Trust is handled in quite different ways in collaborative knowledge communities, I personally think that the most interesting experiences came from slashdot (see: Rutigliano, Lou: When the Audience is the Producer: The Art of the Collaborative Weblog – http://journalism.utexas.edu/onlinejournalism/audienceproducer.pdf). Even technically sophisticated users are lazy and all feedback mechanism should be formed according to this easy phenomenon. Giving away a number of “trust points” they are able to give to articles I propose three easy buttons: “I like it” (you give trust), “I don’t like it” (you lower trust) and “Alert” (you see something strange). If you are using either “I like it” or “I don’t like it” too much, the system have to make you argue why do you think so. In case of “Alert” you have to describe why do you think that you do not trust at all what you see.”

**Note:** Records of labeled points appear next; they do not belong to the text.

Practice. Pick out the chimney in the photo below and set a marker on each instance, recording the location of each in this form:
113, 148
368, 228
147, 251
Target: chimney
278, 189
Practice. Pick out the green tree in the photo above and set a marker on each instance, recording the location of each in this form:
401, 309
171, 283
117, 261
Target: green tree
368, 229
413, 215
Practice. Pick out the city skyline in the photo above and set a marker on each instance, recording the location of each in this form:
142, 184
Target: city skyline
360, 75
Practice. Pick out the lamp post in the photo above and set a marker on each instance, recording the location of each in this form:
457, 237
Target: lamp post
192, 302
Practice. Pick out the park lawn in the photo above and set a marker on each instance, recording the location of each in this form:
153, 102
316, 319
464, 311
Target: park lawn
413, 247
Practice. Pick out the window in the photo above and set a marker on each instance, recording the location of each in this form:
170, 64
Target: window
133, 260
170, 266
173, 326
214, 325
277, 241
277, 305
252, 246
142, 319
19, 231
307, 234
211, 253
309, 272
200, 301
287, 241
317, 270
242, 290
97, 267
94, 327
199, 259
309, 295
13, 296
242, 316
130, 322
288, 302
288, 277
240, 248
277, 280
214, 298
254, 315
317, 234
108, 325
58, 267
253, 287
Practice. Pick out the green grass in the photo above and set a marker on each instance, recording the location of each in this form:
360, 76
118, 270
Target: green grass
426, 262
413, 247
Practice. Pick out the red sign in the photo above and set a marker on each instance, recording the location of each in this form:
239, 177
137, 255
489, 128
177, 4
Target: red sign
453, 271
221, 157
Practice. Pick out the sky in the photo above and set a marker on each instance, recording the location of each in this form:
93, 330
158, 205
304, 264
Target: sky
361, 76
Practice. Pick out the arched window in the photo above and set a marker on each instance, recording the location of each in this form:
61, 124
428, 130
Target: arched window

Thanks for the links, soobrosa.
I’m not sure I agree about the presentation, but I agree the metrics should feed some sort of feedback mechanism.
So one thing that occurs to me about this is that rather than displaying tooltips or explanations of what the graph means on the tab, that you could instead simply display a larger and better explained version of the it on the page you click through to. It would only take – say – an inch of space (you know what I mean) to have a larger and more carefully annotated version of it. This would have the effect both of explaining it, providing a more information-rich version of it and creating a nice semantic link between what you click on and what you get.
Thinking about it more, I’m now quite interested in what other bits of dynamic data that you might normally view in parallel pages that you might be able to represent in a truncated form in tabs and the like…
honestly I don’t have to time to Photoshop it, but imagine a first graphic impression of trustability like this http://tyrell.hu/~b2men/Clipboard01.jpg
I think this is a really neat idea as well. There might be some social implications though. As you start to quantify information graphically, it can start to become a “game” for some people to spike the graph, especially in a wiki environment.